Steele, too, put forward his party’s winning electoral record as he wooed RNC members.

“I come to my bosses with a record that only you can judge, based upon directions you made clear to me from the very beginning,” Steele said in a message Monday night.

Steele acknowledged he had “stumbled along the way,” but said that he had accounted for his shortcomings. “No excuses. No lies. No hidden agenda,” he said.

The chairman’s critics argue that the Republican Party succeeded in 2010 in spite of Steele – and could have won even more congressional seats if the RNC had been firing on all cylinders. Outside groups were able to take up some of the slack, but as the 2012 presidential race launches, a fully functional RNC is essential, they add.

Complicating matters is Steele’s status as the RNC’s first black chairman – particularly significant for a party that has long sought to woo Africa-American voters.

Perhaps the most outrageous moment in Steele’s term was the revelation that the RNC had made a $2,000 reimbursement for a visit to a lesbian bondage club in West Hollywood, Calif., earlier this year. Steele himself was not at the club and fired the staffer involved, but the PR damage was done.

More consequential has been the party’s chronic money woes since Steele took over in early 2009. In a four-page letter written last month upon his resignation as RNC political director, Gentry Collins laid the blame for the financial problems at Steele’s feet, and detailed how the party’s effort in last month’s elections was curtailed.
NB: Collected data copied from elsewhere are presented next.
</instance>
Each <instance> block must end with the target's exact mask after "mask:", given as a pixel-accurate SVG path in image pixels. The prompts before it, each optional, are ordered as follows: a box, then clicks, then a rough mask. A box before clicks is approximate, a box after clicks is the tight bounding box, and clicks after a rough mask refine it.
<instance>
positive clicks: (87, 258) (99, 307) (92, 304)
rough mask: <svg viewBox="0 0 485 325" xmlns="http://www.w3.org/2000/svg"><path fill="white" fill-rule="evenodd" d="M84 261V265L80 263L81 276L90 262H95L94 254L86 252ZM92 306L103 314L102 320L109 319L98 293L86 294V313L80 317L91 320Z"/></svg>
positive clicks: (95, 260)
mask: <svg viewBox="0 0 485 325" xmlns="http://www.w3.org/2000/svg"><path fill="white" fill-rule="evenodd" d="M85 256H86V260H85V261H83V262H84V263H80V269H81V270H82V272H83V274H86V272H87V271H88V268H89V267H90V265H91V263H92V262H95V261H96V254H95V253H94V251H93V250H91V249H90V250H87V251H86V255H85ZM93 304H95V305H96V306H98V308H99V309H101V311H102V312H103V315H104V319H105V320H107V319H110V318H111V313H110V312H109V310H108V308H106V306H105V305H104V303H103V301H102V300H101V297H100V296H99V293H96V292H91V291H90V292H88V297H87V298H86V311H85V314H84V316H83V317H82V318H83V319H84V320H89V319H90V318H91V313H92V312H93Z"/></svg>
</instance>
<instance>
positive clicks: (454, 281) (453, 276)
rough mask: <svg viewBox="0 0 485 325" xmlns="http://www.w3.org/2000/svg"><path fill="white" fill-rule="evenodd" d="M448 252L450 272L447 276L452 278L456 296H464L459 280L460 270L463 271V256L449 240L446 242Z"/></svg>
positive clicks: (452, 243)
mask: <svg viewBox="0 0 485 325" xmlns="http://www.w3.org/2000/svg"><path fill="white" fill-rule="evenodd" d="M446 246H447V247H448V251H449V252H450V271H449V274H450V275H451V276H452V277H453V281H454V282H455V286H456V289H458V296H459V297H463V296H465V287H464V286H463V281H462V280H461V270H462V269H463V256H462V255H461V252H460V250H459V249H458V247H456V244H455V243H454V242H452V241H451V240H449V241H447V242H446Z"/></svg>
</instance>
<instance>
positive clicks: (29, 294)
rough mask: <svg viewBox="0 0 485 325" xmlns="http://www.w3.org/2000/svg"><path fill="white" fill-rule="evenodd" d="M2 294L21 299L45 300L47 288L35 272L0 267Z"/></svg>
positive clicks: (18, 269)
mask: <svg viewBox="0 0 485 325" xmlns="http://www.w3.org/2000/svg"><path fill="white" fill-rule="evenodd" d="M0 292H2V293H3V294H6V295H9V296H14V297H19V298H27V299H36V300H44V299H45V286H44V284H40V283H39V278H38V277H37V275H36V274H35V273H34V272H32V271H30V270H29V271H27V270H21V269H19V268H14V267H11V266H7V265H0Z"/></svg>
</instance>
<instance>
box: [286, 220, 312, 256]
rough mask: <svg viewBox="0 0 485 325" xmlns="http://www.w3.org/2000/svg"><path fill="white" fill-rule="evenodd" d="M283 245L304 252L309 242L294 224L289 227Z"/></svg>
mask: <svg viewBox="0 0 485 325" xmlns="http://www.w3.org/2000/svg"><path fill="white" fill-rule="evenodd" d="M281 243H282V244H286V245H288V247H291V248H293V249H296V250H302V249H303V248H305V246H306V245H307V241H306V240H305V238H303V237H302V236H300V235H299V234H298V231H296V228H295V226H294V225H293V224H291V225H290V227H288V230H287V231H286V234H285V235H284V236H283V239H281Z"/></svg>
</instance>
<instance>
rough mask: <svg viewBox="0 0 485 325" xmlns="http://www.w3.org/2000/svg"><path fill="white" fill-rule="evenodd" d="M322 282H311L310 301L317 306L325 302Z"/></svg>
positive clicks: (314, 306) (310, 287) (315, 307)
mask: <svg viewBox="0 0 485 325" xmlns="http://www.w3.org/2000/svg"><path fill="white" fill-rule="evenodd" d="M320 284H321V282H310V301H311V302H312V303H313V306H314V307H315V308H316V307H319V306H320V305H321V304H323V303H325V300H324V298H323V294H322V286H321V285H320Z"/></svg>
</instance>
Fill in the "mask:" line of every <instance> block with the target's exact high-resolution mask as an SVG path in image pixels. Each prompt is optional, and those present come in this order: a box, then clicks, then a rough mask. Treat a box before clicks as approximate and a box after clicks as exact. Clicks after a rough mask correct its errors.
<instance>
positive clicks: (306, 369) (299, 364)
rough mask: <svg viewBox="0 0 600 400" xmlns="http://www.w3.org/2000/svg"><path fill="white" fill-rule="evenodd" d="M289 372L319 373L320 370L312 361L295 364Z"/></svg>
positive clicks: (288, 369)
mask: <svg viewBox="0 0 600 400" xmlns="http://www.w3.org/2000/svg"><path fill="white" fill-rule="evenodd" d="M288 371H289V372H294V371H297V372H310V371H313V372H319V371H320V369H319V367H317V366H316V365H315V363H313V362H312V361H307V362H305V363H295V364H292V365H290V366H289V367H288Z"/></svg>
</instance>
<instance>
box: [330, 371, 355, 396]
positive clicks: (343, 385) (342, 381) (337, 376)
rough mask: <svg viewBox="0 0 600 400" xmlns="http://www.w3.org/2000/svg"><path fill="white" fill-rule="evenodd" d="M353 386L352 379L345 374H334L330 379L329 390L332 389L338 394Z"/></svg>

Among the consequences, he wrote, the RNC was unable to mount an independent expenditure ad campaign on behalf of GOP candidates, turnout efforts were left unfunded, and direct contributions to candidates were slashed.

Other party committees and outside groups took up the slack, but the hole in the middle of the party apparatus only grows in importance as the presidential race gears up.

“We enter the 2012 presidential cycle with 100 percent of the RNC’s $15 million in lines of credit tapped out, and unpaid bills likely to add millions to that,” Mr. Collins wrote.

Before Steele’s announcement, five prominent Republicans – including Collins – had already thrown their hats in the ring. Also running are Saul Anuzis, Michigan GOP committeeman and former Michigan party chair; Wisconsin GOP chairman Reince Priebus, who had served as RNC general counsel under Steele until recently; Ann Wagner of Wisconsin, former co-chairwoman of the RNC; and Maria Cino, a longtime Republican operative.